Mata Zoya bertemu dengan mata Doktor Wira saat hendak keluar ruangan. Doktor muda itu melambaikan tangan memberi isyarat untuk mendekat. Zoya melangkah ragu. Ada apakah dosen favorit para mahasiswi ini memanggilnya? Apakah karena dia tertidur tadi? Perut Zoya tiba-tiba agak mules.

"Zoya, apakah kamu berniat melanjutkan kuliah S2 nanti?" Mata Zoya membelalak. Wah, dia salah duga!

"Iya Pak Abdul. Saya ingin sekali mengambil spesialisasi."

Ganti mata Doktor Wira yang terbelalak. Pak Abdul? 

Zoya menyadari kekeliruannya. Dosen ini biasa dipanggil dengan sebutan Doktor Wira atau Pak Wira. Tapi Zoya diam saja dan tidak mengkoreksi. Kan betul namanya Abdullah Perwira.

"Kalau begitu sebaiknya kamu mulai aktif mencari tahu spesialisasi apa yang tepat untukmu kelak." Doktor Wira memberikan saran lanjutan. Zoya mengangguk pasti. Seandainya ada, dia ingin mengambil dokter spesialis isi hati. Supaya dia tahu isi hati orang dan tidak pernah terkena pasal suudzon.

"Ada lagi Pak?" Zoya bertanya sopan. Menunggu. Doktor Wira menggeleng. Zoya mengangguk. Adegan yang jika dilihat dari jauh seolah fragmen drama percintaan yang paradoks di mana yang satu menolak dan satunya mengiyakan.

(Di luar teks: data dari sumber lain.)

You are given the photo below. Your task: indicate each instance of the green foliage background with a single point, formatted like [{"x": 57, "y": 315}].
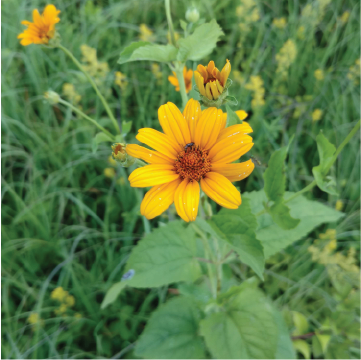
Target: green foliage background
[{"x": 65, "y": 224}]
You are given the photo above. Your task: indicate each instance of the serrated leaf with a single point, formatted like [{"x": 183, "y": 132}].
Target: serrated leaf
[
  {"x": 112, "y": 294},
  {"x": 200, "y": 43},
  {"x": 281, "y": 216},
  {"x": 165, "y": 256},
  {"x": 172, "y": 333},
  {"x": 143, "y": 50},
  {"x": 326, "y": 151},
  {"x": 273, "y": 237},
  {"x": 244, "y": 330}
]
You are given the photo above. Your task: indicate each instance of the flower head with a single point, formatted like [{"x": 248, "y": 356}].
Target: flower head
[
  {"x": 187, "y": 75},
  {"x": 196, "y": 150},
  {"x": 211, "y": 82},
  {"x": 42, "y": 29}
]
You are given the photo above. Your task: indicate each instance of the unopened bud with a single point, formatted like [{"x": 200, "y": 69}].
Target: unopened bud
[
  {"x": 52, "y": 97},
  {"x": 192, "y": 15}
]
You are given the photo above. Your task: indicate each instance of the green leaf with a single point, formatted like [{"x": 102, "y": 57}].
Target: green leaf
[
  {"x": 201, "y": 43},
  {"x": 272, "y": 236},
  {"x": 232, "y": 117},
  {"x": 143, "y": 50},
  {"x": 281, "y": 216},
  {"x": 113, "y": 293},
  {"x": 165, "y": 256},
  {"x": 172, "y": 333},
  {"x": 244, "y": 330},
  {"x": 326, "y": 151}
]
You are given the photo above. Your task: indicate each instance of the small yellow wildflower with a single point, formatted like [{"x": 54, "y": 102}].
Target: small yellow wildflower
[
  {"x": 59, "y": 294},
  {"x": 210, "y": 81},
  {"x": 344, "y": 17},
  {"x": 317, "y": 115},
  {"x": 286, "y": 56},
  {"x": 145, "y": 33},
  {"x": 279, "y": 23},
  {"x": 339, "y": 205},
  {"x": 187, "y": 75},
  {"x": 42, "y": 29},
  {"x": 319, "y": 75},
  {"x": 121, "y": 80},
  {"x": 109, "y": 172}
]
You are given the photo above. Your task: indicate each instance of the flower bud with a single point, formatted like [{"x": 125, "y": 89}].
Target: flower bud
[
  {"x": 52, "y": 97},
  {"x": 192, "y": 15}
]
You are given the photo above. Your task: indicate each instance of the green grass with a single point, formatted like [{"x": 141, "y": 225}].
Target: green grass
[{"x": 65, "y": 224}]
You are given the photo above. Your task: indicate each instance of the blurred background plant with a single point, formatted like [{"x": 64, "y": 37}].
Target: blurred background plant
[{"x": 69, "y": 217}]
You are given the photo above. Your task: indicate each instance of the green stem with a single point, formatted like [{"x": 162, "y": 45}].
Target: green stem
[
  {"x": 95, "y": 87},
  {"x": 170, "y": 22},
  {"x": 79, "y": 112},
  {"x": 179, "y": 72}
]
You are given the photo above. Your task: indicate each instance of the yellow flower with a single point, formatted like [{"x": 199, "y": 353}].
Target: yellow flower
[
  {"x": 120, "y": 80},
  {"x": 279, "y": 23},
  {"x": 210, "y": 81},
  {"x": 319, "y": 75},
  {"x": 42, "y": 29},
  {"x": 187, "y": 75},
  {"x": 145, "y": 33},
  {"x": 317, "y": 115},
  {"x": 109, "y": 172},
  {"x": 194, "y": 148},
  {"x": 339, "y": 205}
]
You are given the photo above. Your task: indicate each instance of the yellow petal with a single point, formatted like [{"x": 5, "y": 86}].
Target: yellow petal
[
  {"x": 208, "y": 128},
  {"x": 234, "y": 172},
  {"x": 200, "y": 83},
  {"x": 160, "y": 142},
  {"x": 243, "y": 128},
  {"x": 214, "y": 89},
  {"x": 152, "y": 175},
  {"x": 192, "y": 112},
  {"x": 179, "y": 200},
  {"x": 230, "y": 149},
  {"x": 225, "y": 73},
  {"x": 150, "y": 156},
  {"x": 158, "y": 199},
  {"x": 174, "y": 124},
  {"x": 208, "y": 91},
  {"x": 221, "y": 190}
]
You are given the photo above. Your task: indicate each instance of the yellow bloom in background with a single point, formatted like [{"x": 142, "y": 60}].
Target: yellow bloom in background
[
  {"x": 210, "y": 81},
  {"x": 195, "y": 150},
  {"x": 319, "y": 75},
  {"x": 256, "y": 86},
  {"x": 187, "y": 75},
  {"x": 279, "y": 23},
  {"x": 120, "y": 80},
  {"x": 317, "y": 115},
  {"x": 145, "y": 33},
  {"x": 42, "y": 29},
  {"x": 286, "y": 56}
]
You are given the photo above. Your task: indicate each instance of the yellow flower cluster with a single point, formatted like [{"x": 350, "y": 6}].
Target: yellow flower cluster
[
  {"x": 98, "y": 70},
  {"x": 145, "y": 33},
  {"x": 66, "y": 301},
  {"x": 70, "y": 93},
  {"x": 256, "y": 86},
  {"x": 121, "y": 80},
  {"x": 279, "y": 23},
  {"x": 354, "y": 73},
  {"x": 285, "y": 57},
  {"x": 340, "y": 267},
  {"x": 248, "y": 13}
]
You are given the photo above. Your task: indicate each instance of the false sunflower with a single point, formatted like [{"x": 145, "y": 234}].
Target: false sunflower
[
  {"x": 42, "y": 29},
  {"x": 187, "y": 75},
  {"x": 210, "y": 81},
  {"x": 196, "y": 150}
]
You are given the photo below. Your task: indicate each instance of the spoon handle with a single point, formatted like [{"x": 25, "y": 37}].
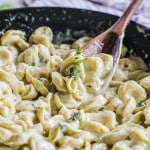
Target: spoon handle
[{"x": 120, "y": 25}]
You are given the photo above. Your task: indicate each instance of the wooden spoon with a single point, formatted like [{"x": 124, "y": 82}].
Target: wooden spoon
[{"x": 110, "y": 41}]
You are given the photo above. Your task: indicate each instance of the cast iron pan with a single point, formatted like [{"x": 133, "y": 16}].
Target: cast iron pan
[{"x": 71, "y": 24}]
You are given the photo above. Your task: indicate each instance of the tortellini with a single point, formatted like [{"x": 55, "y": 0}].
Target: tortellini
[{"x": 49, "y": 96}]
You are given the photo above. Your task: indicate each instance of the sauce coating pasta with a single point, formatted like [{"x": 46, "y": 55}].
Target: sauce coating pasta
[{"x": 48, "y": 102}]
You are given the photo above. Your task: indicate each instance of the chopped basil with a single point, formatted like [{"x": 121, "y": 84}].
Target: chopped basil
[
  {"x": 76, "y": 116},
  {"x": 63, "y": 128},
  {"x": 89, "y": 86},
  {"x": 43, "y": 60},
  {"x": 78, "y": 51},
  {"x": 74, "y": 71},
  {"x": 139, "y": 104}
]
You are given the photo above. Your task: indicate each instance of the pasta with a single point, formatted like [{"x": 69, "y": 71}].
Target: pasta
[{"x": 48, "y": 102}]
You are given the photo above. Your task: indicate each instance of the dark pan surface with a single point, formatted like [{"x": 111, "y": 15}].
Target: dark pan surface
[{"x": 72, "y": 24}]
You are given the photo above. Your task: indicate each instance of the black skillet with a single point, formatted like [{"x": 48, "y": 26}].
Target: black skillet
[{"x": 69, "y": 24}]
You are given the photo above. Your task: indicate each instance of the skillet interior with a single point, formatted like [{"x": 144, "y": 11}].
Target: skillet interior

Zoya melangkah keluar kelas dengan terburu-buru. Dia bisa terlambat memergoki pemuda majnun itu kalau tidak segera tiba di masjid. Apalagi Fatimah dan Anisa terkenal galak kalau segala sesuatu tidak on time. Bisa-bisa dia keluar uang ekstra untuk mentraktir mereka mie ayam Dramaga yang enak itu.

Setengah berlari Zoya tiba di Masjid Al-Hurriyah. Belum nampak motor RX King di parkiran. Aman. Tapi dua orang penjaga kuburan itu sudah duduk di serambi masjid sambil menghitung satu dua tiga. Ahh, Zoya merogoh saku bajunya. Masih ada selembar seratus ribuan. Cukup untuk membayari mereka mie ayam. Harga seporsi mie ayam Dramaga 25 ribuan.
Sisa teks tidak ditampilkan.